To recreate different fluid situations in the lab, Ko et al. mounted a large container of water on top of an old record player (spin table), with a small ant raft floating on the water’s surface. In one experiment, both the container and the raft were spinning. In another, the researchers created a vortex in the water with a magnetic stir bar, while the container remained stationary. A third control experiment placed the ant raft onto stationary water. In the first experiment, the primary force acting on the ant raft is centrifugal force, per Ko, while in the second, with the vortex, the raft experiences the shearing force.

They found that, in response to that shearing force, the area of the raft was much smaller than when the ants encountered just centrifugal force.

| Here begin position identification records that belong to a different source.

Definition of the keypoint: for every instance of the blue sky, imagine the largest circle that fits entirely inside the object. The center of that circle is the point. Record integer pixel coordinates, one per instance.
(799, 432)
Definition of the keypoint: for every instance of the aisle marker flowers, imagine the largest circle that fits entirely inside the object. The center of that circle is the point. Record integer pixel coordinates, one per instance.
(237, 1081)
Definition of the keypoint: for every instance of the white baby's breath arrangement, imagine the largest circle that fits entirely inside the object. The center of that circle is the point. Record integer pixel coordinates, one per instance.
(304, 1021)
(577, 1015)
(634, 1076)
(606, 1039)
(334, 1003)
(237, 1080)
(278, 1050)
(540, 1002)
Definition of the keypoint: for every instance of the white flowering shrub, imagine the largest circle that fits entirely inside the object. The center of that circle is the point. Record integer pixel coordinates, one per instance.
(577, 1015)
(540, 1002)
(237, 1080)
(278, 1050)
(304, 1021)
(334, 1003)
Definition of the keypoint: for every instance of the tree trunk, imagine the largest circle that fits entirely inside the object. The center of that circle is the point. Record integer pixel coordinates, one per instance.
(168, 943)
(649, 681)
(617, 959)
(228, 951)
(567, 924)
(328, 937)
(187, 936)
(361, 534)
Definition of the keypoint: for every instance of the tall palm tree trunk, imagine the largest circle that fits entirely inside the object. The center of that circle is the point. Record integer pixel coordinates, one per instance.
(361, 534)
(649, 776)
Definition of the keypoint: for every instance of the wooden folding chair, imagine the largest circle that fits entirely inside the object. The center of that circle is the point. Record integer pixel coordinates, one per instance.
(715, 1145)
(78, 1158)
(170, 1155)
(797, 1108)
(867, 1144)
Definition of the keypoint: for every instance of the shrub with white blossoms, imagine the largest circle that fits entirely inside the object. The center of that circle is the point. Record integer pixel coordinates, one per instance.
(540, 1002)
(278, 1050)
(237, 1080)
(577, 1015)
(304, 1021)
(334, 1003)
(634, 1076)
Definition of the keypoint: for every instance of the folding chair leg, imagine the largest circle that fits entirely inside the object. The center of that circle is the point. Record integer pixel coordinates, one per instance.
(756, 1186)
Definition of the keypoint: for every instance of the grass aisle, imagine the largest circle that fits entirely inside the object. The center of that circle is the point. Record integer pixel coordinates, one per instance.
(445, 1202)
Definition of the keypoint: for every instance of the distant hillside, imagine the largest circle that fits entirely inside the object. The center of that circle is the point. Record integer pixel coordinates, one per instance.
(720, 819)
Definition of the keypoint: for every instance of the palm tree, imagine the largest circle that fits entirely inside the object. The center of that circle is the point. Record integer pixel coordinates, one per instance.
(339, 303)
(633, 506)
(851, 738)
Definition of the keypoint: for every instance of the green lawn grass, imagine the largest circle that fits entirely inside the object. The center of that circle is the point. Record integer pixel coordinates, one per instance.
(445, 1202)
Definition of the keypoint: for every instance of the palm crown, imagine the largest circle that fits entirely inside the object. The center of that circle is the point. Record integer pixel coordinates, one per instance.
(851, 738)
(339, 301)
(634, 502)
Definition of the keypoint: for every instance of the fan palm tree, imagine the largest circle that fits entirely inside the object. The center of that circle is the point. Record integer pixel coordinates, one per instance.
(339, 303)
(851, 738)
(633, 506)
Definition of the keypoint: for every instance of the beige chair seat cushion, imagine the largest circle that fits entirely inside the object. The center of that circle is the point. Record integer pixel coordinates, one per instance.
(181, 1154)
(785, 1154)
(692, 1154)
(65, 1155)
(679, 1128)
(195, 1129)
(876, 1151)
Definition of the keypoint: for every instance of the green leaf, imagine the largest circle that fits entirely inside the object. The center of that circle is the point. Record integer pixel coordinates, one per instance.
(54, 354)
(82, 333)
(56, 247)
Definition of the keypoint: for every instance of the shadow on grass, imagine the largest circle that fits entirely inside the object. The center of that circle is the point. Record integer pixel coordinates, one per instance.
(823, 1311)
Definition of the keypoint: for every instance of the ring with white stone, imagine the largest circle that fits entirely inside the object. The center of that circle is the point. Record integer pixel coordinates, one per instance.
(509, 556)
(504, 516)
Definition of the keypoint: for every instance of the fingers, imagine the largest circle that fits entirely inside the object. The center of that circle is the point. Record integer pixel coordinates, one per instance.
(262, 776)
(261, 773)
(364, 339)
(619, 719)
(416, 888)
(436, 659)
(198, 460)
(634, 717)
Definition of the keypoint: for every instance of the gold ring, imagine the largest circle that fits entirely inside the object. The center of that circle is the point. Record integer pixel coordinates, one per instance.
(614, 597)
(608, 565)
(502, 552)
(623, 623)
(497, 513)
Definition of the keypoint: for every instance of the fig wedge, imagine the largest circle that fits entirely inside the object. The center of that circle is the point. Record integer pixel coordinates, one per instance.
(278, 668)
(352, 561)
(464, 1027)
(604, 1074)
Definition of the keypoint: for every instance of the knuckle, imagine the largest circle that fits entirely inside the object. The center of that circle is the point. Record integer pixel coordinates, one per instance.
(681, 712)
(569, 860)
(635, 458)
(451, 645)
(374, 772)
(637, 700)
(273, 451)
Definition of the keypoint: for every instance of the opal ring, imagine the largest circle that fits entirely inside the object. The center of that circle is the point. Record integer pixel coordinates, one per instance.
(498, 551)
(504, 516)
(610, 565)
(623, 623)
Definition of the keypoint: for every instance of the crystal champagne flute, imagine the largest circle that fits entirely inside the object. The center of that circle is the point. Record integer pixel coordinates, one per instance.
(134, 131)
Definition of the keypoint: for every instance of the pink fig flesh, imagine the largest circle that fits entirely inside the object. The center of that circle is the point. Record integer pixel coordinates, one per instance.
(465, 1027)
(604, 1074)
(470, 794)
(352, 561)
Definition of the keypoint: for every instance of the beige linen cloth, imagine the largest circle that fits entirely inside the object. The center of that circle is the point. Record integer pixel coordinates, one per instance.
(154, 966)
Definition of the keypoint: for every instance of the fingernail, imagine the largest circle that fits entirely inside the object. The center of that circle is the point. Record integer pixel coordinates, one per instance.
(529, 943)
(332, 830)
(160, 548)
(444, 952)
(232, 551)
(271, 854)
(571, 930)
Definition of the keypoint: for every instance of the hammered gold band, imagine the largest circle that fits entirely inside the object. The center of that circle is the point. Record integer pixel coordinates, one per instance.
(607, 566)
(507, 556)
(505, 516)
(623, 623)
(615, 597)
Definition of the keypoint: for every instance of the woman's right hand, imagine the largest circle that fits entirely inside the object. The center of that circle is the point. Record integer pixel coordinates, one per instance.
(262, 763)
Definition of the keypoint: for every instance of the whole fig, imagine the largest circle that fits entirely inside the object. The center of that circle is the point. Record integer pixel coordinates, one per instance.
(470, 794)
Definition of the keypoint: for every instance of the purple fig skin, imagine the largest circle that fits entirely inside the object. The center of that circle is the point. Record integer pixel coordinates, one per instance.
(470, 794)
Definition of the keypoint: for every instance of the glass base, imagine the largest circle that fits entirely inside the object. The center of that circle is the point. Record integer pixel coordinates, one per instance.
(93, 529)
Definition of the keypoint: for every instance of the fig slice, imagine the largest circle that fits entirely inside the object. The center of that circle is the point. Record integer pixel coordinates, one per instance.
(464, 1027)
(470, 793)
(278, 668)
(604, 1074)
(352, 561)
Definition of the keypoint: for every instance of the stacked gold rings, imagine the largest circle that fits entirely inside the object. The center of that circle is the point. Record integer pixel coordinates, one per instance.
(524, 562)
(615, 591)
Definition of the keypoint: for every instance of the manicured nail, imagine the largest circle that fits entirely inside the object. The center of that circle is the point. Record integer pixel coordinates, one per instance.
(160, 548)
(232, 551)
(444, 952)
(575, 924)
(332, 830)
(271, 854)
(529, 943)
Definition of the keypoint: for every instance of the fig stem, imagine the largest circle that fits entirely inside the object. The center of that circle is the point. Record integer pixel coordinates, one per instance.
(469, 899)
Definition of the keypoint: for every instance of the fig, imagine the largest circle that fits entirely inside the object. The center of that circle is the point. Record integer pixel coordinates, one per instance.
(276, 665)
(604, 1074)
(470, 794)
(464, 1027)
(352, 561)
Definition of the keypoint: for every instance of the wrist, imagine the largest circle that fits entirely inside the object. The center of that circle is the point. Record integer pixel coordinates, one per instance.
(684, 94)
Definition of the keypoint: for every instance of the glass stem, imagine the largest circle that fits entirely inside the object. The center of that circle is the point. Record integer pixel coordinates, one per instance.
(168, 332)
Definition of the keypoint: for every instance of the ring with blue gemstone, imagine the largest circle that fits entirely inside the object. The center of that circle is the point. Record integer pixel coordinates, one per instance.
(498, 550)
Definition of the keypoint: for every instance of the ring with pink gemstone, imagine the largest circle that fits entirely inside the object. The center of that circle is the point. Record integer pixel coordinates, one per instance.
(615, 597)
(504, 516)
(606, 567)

Ants experience the latter regardless of where they are positioned in the ant raft, whereas only the ants at the boundary experience the strongest shearing force. Ko hypothesizes that the smaller rafts are the result of ants trying to avoid being at the boundaries, minimizing the surface area in the process.

Fire ants in a raft also explore more if the raft is stationary—usually spreading out horizontally, but also vertically, building temporary tower-like structures in hopes of finding a hanging branch to grab onto to get back to dry land. There will be a lot less exploratory behavior if the ant raft is spinning in response to centrifugal or shear forces.

“Our current hypothesis is that they explore less, because they need to form a stronger bond with their neighbors. We are still working on testing the hypothesis,” Ko said. “We think the independent response in individuals is enough in leading to the system-level deformation that we observe.”